1. I lift my heart. The Hebrew noun used is nefesh, meaning “essential self” or “life-breath.” The clear meaning of the idiom is to pray fervently or plead.

3. be not shamed / . . . be shamed. In the Hebrew, the positive and negative use of the verb trace a perfect chiasm, because the first verset ends with yeivoshu, “be shamed,” or “know shame,” and the second verset begins with the same word.

4. inform me / . . . instruct me. Though the genre of this psalm is a supplication, instead of the usual central emphasis on the acute distress of the speaker (of which there are some strong expressions in the poem), this text stresses the speaker’s sense of having erred (verse 7) and his desire for guidance from God about the way he should follow.

7. recall me—You. This startling juxtaposition of “me” (li) and “You” (ʾatah) is striking in the Hebrew, which otherwise would not idiomatically require the introduction of the second-person pronoun after the imperative verb.

8. He guides offenders on the way. The poet may be playing with the etymology of hataʾim “offenders,” which suggests missing the target and hence, by implication, straying from the right way. The word for “guide,” yoreh, could also be a pun on “shoot,” as Rabbi Israel Stein has suggested to me.

13. His life will repose in bounty. The subject of this sentence is the ubiquitous nefesh, life or essential self. The orientation of vision is toward existence in the here and now. He who fears God will go to sleep each night (the verb talin, “repose”) enjoying the good things of this world, and his offspring will have a secure inheritance.

15. for He draws my feet from the net. The metaphor, frequently used in Psalms, is taken from the nets used to trap birds and small game.

18. See my affliction and suffering. This verse and the next one begin with the letter resh. It is a plausible scholarly conjecture that instead of the verb reʾeh (“see”) at the head of the verse as we have it, there was originally another verb, beginning with the missing letter qof (perhaps qeshov, “hearken to”).

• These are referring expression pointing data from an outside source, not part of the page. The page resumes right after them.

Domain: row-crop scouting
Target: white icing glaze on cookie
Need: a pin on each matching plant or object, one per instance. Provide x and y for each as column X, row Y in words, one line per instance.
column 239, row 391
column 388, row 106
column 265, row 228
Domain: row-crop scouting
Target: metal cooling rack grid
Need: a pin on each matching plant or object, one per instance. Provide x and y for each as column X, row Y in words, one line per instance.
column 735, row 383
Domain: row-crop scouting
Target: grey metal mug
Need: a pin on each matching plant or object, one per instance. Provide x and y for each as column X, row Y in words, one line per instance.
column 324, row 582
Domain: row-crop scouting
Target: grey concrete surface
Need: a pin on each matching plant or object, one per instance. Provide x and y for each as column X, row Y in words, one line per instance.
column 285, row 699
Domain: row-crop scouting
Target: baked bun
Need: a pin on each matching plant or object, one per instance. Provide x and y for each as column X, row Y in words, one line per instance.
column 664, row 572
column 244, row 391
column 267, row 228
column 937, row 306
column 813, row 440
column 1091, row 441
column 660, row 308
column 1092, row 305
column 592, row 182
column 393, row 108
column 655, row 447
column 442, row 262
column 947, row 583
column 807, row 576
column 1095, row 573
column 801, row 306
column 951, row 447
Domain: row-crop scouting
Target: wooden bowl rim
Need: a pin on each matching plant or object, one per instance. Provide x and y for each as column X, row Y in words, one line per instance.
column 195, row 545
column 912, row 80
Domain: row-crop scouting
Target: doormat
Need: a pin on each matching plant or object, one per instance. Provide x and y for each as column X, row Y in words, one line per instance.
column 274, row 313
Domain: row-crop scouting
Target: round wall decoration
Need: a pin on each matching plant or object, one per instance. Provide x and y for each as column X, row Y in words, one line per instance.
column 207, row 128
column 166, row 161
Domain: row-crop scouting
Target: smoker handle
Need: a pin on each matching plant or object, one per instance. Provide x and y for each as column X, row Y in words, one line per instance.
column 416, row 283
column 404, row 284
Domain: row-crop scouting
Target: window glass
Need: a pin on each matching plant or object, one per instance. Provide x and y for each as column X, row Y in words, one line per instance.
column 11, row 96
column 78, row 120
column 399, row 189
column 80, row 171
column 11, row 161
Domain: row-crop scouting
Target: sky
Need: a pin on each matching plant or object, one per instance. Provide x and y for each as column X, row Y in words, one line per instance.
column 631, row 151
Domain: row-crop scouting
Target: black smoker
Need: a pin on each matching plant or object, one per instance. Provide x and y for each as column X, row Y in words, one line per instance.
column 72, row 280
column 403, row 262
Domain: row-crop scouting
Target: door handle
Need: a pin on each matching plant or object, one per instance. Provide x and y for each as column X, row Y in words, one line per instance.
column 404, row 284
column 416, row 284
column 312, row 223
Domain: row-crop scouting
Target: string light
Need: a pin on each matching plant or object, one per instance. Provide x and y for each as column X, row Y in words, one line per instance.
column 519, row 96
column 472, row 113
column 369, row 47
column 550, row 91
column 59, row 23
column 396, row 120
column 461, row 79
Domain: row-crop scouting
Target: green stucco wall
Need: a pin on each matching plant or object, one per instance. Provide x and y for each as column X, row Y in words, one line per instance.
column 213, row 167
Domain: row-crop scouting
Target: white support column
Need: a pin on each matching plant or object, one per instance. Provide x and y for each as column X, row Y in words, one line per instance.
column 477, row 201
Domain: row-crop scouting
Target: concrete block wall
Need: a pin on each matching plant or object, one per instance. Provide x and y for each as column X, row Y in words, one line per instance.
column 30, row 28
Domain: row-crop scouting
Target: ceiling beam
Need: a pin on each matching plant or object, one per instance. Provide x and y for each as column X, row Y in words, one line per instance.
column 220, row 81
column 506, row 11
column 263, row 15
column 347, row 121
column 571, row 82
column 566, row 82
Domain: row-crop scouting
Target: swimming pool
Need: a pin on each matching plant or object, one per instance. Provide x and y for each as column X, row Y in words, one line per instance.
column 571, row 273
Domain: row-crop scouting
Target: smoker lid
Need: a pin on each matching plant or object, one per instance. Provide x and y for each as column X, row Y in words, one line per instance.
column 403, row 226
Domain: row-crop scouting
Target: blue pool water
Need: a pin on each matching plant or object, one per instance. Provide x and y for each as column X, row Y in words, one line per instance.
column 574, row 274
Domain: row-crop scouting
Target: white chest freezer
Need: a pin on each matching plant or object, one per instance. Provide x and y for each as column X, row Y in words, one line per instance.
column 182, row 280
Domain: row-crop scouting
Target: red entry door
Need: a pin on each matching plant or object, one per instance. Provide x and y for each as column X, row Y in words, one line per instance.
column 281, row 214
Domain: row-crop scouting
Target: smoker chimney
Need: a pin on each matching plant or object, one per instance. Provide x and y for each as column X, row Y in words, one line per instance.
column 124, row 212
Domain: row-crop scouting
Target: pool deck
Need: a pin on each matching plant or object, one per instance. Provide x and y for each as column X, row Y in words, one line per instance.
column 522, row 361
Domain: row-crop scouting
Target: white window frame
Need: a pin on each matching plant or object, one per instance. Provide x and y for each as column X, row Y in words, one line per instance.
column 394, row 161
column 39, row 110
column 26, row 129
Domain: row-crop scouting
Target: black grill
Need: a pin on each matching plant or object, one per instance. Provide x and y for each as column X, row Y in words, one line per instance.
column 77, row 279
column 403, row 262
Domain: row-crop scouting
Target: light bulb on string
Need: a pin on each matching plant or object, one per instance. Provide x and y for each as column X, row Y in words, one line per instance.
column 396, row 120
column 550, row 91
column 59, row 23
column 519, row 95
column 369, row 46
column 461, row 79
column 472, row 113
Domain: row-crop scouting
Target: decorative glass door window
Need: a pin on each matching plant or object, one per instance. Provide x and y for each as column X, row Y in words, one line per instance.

20. Let me be not shamed. The repetition, just before the end, of this phrase from verse 2 marks an envelope structure—a form, as we have seen, that is abundantly used in Psalms.

21. uprightness, wholeness. The King James Version’s “integrity and uprightness” is a good literal rendering of the Hebrew tom-wayosher but is unfortunately arrhythmic. Because tom and yosher are synonyms, the two terms combined may in any case be a hendiadys—two nouns bracketed to convey a single concept—yielding the sense here of “absolute integrity.”

22. Redeem, God, Israel from all its straits. This concluding verse lacks poetic parallelism and does not scan as a line of poetry. The national theme, moreover, has until this point not been evident in the psalm, which is spoken from the perspective of an individual. For both these reasons, one suspects that the verse was added by an editor as a conclusion from a repertory of stock verses.